When we understand how people learn, we can strategize our homeschool experience far beyond simply purchasing a curriculum. Of course, the curriculum is a piece of our overall strategy, along with nature studies, field trips, hands-on experiences, camps, community service, and more.
Also, knowing how people learn, and specifically how our kids learn, allows us to create a robust and dynamic homeschooling life that feeds the heart AND mind while doing all of the other necessary activities that educating humans require.
What to Expect When Homeschooling
Because we have a better understanding of how people learn, we can permit ourselves to go slower when needed. We adjust – cutting down on expectations or ramping them up as needed. We will come to expect questions and confusion – even occasional mayhem and frustration. Awareness that children will hit a point of “not getting it” allows that friction to be part of the process of learning instead of allowing frustration to mold our relationships or character.
So, what does this look like?
Let’s use learning how to knit as an example. These stages are the same if you are five years old or fifty!
Exposure to the tools and vocabulary of knitting: I need to learn how to hold the needles, position the yarn, “feed the yarn,” even roll the yarn into a ball, understand terms like “knit,” “pearl,” “cast on,” “cast off,” etc.
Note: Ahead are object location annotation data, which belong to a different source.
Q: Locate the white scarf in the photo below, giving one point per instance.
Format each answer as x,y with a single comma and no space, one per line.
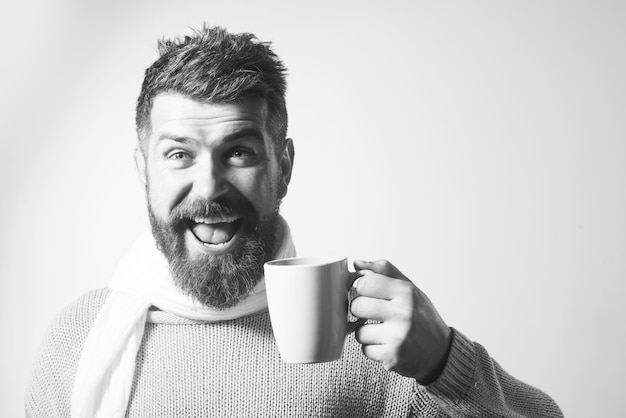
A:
107,365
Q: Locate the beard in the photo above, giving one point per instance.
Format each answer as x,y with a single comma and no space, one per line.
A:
216,280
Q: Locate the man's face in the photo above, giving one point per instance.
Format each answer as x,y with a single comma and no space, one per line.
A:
213,185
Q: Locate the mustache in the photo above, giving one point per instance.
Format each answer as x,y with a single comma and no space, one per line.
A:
200,208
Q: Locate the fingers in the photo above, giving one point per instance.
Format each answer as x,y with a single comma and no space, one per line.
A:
383,267
380,286
370,308
378,344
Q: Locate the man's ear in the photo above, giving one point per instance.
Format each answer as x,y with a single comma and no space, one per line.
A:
140,163
286,166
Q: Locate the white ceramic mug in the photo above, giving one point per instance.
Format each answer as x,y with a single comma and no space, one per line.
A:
308,305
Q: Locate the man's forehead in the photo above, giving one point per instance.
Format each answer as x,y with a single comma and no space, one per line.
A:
171,107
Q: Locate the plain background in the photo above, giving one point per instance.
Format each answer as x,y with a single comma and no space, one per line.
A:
478,145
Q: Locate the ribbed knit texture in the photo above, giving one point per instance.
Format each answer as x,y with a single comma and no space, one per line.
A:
232,369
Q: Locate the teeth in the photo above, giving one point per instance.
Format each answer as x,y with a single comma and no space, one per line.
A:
210,221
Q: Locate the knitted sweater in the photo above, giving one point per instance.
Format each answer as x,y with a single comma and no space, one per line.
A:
189,368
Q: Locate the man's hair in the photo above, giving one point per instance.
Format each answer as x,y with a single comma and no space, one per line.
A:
215,66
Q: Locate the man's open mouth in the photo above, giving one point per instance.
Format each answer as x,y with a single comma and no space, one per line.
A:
215,231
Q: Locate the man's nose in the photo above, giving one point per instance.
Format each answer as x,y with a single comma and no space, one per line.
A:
209,181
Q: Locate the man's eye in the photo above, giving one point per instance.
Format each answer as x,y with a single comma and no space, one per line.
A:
241,156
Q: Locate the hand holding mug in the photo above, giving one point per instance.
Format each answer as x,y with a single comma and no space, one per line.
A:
408,336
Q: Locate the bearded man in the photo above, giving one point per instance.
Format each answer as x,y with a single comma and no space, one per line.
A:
182,329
I need to learn how to store my materials properly and practice the basics –like knit and pearl until they become second nature. I might find a knitting mentor, or call Gram, or watch YouTube videos, go to yarn stores, join Raverly or sign up for an online class or club as I gain exposure and an overview of what knitting is all about.
I am familiar with the terms in this stage, so I don’t have to look them up every time. I can easily practice casting on and knitting rows, pulling out, reading patterns, and gaining in my ability to knit with precision and care and follow directions, read patterns, and complete a small project with success. This is where friction often happens because the excitement of something new and novel has worn off, and you are not yet proficient enough to shake off mistakes. Re-working, tearing out work you’ve already done, looking up mistakes, asking questions, and problem-solving will get you through this stage.
At this stage, I begin to knit with some proficiency. Patterns or stitches are memorized, completing projects becomes second nature; consequently, I begin to modify or create original designs and perhaps even teach others to knit. This expertise allows me to delve into various aspects of fiber arts, adding other needlecrafts to my repertoire. I take joy in learning and modifying, doing, and adding to my knowledge base.
Do you see how this goes?
You can apply it to Math or star gazing, cooking, or mechanics regardless of age.
Understanding that there are stages of learning and that friction is just a part of the process can make learning anything more enjoyable!